Since that’s an unsympathetic argument, the utilities have devised another: Solar expansion, they claim, will actually hurt consumers. The Arizona Public Service Company, the state’s largest utility, funneled large sums through a Koch operative to a nonprofit group that ran an ad claiming net metering would hurt older people on fixed incomes by raising electric rates. The ad tried to link the requirement to President Obama. Another Koch ad likens the renewable-energy requirement to health care reform, the ultimate insult in that world. “Like Obamacare, it’s another government mandate we can’t afford,” the narrator says.

That line might appeal to Tea Partiers, but it’s deliberately misleading. This campaign is really about the profits of Koch Carbon and the utilities, which to its organizers is much more important than clean air and the consequences of climate change.

http://mobile.nytimes.com/2014/04/27/opinion/sunday/the-koch-attack-on-solar-energy.html?_r=1&referrer=


legislator: "So you want me to create new taxes for renewable energy sources and continue subsidies for oil & gas such that renewable energy will be more expensive no matter what?"
kochs: "Yes. That's basically it."
legislator: "But all my constituents keep saying they want to start addressing problems with pollution."
kochs: "But I'm the one who pays to keep you in office. If your constituents want things, they can get rich like us and buy their own politicians and fund their own legislative exchange council."

-MyRapNameIsAlex (Reddit)


Whoever it was last week claiming the Koch's actually provide funds for alternative energy sources, suck on that.
 

desert dude

Well-Known Member
It's a tax. You're a prog. Lick the swollen purple head of that tax. Your betters will toss a couple of bones your way.
 

MuyLocoNC

Well-Known Member
I especially enjoyed the fictional conversation presented as...well, I have no idea what the purpose is for its inclusion. Comic relief?

I'm all for dropping the subsidies for oil companies and the $1-$2 per gallon price increase that will inevitably follow. Do you think the populace will embrace it with as much exuberance as I would?
 

Padawanbater2

Well-Known Member
I've personally seen members of RIU claim that "until renewable is cheaper than fossil, fossil will reign supreme", dismissing any conflicts of interest that might keep renewable more expensive than fossil. Here is an exact example of that. Wealthy energy suppliers spending money manipulating the free market in their favor.

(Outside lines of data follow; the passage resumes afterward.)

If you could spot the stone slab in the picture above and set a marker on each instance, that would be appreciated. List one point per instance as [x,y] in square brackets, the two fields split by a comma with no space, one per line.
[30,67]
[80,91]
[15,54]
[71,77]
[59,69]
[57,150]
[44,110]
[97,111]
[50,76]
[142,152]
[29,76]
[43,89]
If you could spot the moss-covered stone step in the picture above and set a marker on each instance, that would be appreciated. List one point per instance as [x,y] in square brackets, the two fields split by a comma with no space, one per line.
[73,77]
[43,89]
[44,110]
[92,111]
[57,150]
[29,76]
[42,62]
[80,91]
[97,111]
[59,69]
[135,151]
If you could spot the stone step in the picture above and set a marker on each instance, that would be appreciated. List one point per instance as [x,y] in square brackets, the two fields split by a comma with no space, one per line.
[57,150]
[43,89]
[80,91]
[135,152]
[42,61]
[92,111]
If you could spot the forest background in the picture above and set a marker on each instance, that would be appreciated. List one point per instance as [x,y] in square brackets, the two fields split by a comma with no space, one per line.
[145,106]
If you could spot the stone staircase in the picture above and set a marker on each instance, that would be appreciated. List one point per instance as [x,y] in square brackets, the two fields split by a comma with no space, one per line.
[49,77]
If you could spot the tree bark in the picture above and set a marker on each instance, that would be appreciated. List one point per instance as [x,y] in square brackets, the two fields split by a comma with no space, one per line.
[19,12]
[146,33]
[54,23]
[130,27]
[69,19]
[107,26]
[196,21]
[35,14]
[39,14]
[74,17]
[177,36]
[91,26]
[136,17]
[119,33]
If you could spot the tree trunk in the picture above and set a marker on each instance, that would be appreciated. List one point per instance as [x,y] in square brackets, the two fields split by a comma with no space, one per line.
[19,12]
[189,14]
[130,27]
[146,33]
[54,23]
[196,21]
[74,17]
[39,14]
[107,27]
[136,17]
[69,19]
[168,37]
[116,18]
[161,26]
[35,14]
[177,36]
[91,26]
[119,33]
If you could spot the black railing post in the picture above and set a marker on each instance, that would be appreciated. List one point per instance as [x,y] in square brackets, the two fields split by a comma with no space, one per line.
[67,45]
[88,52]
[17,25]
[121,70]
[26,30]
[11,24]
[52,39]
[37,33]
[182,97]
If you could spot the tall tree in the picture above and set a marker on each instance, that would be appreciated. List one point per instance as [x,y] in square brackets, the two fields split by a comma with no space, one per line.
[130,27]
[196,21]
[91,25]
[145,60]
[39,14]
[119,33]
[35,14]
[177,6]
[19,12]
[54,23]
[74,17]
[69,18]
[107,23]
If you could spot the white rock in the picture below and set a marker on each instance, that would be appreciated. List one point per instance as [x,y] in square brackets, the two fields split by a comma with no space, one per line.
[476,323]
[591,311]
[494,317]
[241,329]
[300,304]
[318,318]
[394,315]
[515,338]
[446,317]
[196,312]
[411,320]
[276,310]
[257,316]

If the conservatives that regularly post in this section had any honesty, they would admit this is a clear cut example of crony capitalism, they would be opposed to it, just like I am.
 

killemsoftly

Well-Known Member
It's a tax. You're a prog. Lick the swollen purple head of that tax. Your betters will toss a couple of bones your way.
Very graphic dd.
His point is: these guys are capitalists who scream about 'free markets'. They don't want one. They don't want to compete with solar. Sounds like their monopolists at heart. Seems 'anti-American' to me.
Seems pb2 makes a valid point. You're free to get graphic and personal though. That's what freedom is.
 

Padawanbater2

Well-Known Member
it's sounds based in realty that utility companies will increase rates if they got to pay people producing energy
Existing energy companies are paying (bribing) politicians to ensure taxes are applied to renewable sources of energy, effectively eliminating any free market aspect of the game at all.

Conservatives rant and rave about the free market until the cows come home, where are they now?
 

WORDZofWORDZCRAFT

Well-Known Member
Existing energy companies are paying (bribing) politicians to ensure taxes are applied to renewable sources of energy, effectively eliminating any free market aspect of the game at all.

Conservatives rant and rave about the free market until the cows come home, where are they now?
do you have any solar panels or do you just you spend your money on coal and bitch about it?
 

Padawanbater2

Well-Known Member
yes it does. you're sending your money to the companies that send money to lobbyists to tax solar.. all the while bitching that companies have money to lobby solar tax.
So you're perfectly OK with wealthy individuals spending money to influence politics in favor of their interests and against the American citizens interests?